Largely because of McQueen’s poor upbringing, he also stole cars, was known for his drinking and drug use, ran away from home and jointed the circus, at 17 he enlisted in the Marines, was a womanizer and was demanding and hard to work with as he advanced into his movie career. Yet, there was a very positive side to McQueen. He made anonymous donations to charities and was a loyal friend. He returned to the reform school, Boys Republic in Chino, California, where he was sent for being incorrigible, on a frequent basis and counseled the boys there. He was a “sucker” to help young and old people.
McQueen’s disrespect for authority led to 41 days in the brig. The Marines then shipped him from Camp Lejeune, North Carolina, to Washington, DC, where he helped renovate ships’ engine rooms. McQueen was such a complex individual that Laurie uses a Winston Churchill quote to describe him: He was “a riddle wrapped in a mystery inside an enigma.” (page xii).
“JESUS SPECIALIZES IN TURNING NOTORIOUS SINNERS INTO NORTORIOUS CHRISTIANS” (pg. 271). Why was it so important for Laurie to know that McQueen, who had died 37 years before the book was written, had such a horrible past and was the most prominent and highest paid actor in Hollywood during the 1960’s and 1970s and confessed in the saving knowledge of Jesus Christ before he died at the age of 50 (in 1980)?
The saving truth was realized by Laurie at the age of 17 that he was a sinner and the only way he was going to heaven was to believe that God sent his son, Jesus Christ, who came to earth to die on the cross so that His blood would blot out Laurie’s sins (and the sins of all others who professed a faith in Jesus Christ) forever and that Christ arose again and sits at the right hand of God, His Father. McQueen on the other hand, although told of the saving knowledge, did not believe until 1979, less than a year before his death.

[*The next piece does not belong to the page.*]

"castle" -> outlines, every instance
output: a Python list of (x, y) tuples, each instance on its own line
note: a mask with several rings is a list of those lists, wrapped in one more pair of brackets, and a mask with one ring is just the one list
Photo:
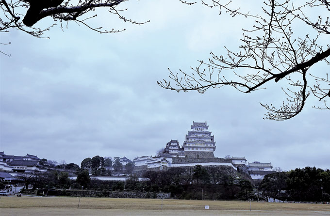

God is patient. McQueen lived on the edge a good part of his life, driving fast cars and motorcycles. He was also spared an earlier death in 1969 when McQueen was scheduled to attend a party of Sharon Tate’s, where Sharon and four of her guests were killed by the Charles Mansion family. Fortunately for McQueen, he never made it to the party because he was on Mansion’s “hit list”.
McQueen died November 7, 1980 from Mesothelioma (a type of cancer) from asbestos exposure while working in the hull of ships years prior as a Marine. It is important to know that he accepted Christ a few months before he found out he had cancer (he did not accept Christ as “a fire insurance policy”).
Laurie’s final and preeminent reason for writing is explained at the end of the book: “McQueen’s great regret in life was that he was not able to use his massive platform as an internationally known personality to share the story of what Jesus did for him.” (page 298). Laurie emphasized that we should not compare ourselves to one another because: “God doesn’t grade on a curve.” The Bible tells us if we “offend in one point” of the law (given by God, in the Bible), we are “guilty of all of it.” (James 2:10).
READER’S NOTES: A point that was driven home in reading the book is it doesn’t matter how young or old you are OR how “good” or “bad” you are. Jesus is waiting for you. One should not delay in accepting His invitation because no one knows when his last breath will be.
I so liked this book that before I started to write this review of it, I watched two of McQueen’s movies – “The Great Escape” and “Bullitt”.
Columnist Jeff Hall resides in Honey Brook.